Mas a responsabilidade
também é pessoal. Matamo-nos quando acumulamos amargura, retenção de perdão,
inseguranças, que desequilibram nosso lado emocional, nossa mente e nossa alma,
e depois transferem para o corpo tantas enfermidades. Falimos nossos estômagos,
corações, rins, com sofrimento mal administrado e mantido dentro de nós.
Também executamos
nossa própria morte consumimos química para alterar nosso estado de
consciência, sejam psicotrópicos, álcool, tabaco, assim como drogas lícitas,
vendidas em farmácias, receitadas por médicos, mas que tomadas em excesso
viciam e matam tanto quando cocaína e LSD.
Deus, através de
Jesus, não discute a doença, não filosofa em cima delas, nem procura culpados por
elas para julgar e condenar.

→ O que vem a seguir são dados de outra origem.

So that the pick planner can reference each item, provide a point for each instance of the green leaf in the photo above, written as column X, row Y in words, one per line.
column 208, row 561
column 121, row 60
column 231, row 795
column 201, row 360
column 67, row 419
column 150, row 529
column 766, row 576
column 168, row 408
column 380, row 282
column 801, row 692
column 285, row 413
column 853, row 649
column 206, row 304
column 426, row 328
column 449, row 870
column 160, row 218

O Senhor simplesmente oferece a solução. A culpa
deve ser assumida individualmente, o perdão pode ser adquirido de graça, com
isso se experimenta vida que somente existe em Deus.
Quanto vale uma
vida? Outra vida, mas uma que seja sem mácula, sem pecado, uma vida que seja oferecida
pura e por vontade própria, para vencer a segunda morte, e que ressuscite para
vencer também a primeira morte.
Nossas vidas têm um
preço, a vida de Jesus, que sofreu sem merecer, sem manteve longe do pecado sem
receber nada por isso, e por fim ressuscitou. Foi esse trabalho de Deus, feito
de graça e em amor, que comprou as nossas vidas e nos livrou de todas as mortes.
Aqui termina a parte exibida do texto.